In other recent flat related irritations news, just between our two recent holidays (to Croatia and the UK, since you ask), we had a three day window at home. There was a paper affixed to the door of the building warning us in both Hungarian and Romanian that the hot water would be turned off on one of the days as some repairs were done. Since we don't use the hot water from the central system, but instead have our own gas heater, this was of no great concern to us, so we did nothing about it. In the morning in question, the taps were empty. All of them. Nothing, not a drip nor a drop of water could be found anywhere. I went back outside to check the notices, and discovered that overnight some bureaucratic scamp had been by to cross out the word "hot" in both languages and write in (in pen) "cold" instead. Oh, how we laughed, and didn't get at all annoyed at this little prank, no sirree.

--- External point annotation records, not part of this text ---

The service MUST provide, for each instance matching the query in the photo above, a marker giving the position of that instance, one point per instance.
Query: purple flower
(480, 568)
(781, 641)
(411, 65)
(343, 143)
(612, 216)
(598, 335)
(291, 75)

Tuesday, September 09, 2008

Open

So, I'm back from my holiday and have decided on a slight change of direction for this blog. Or more like a return to its original direction,which was kind of directionless in the first place. By which impenetrable sentence I mean that, my initial idea was for this to be a place where I could file my rambling thoughts, many of which would be thoughts about what it's like to live where I do in Romania. As time went on, I have kind of got distracted by the latter, and began to feel like that was probably the main "purpose" of the blog, which in turn meant if I didn't feel like I had much to say about the whole "living in Romania" bit, I wouldn't write anything at all.

So anyway, my intention is to be somewhat more active than I have been of late, and not to feel limited by some internally imposed boundaries. Not that I'll disregard the "living in Romania" stuff since, after all, I do, when it comes down to it, live in Romania, but that I'll just ramble on aimlessly and to no great literary value about some other subjects too. So, lucky you.

I'd start now, but I got up at 4 o'clock yesterday morning, drove to an airport, flew to Budapest, and then got an overnight train to Csikszereda (all the time accompanied by justifiably tired and fractious children and a remarkably calm and patient wife) , before going straight to work to write an article and a conference proposal and to catch up on my email, so I'm a bit buggered to be honest, and my opinions on Sarajevo, Sarah Palin and, errm, saracens will have to wait.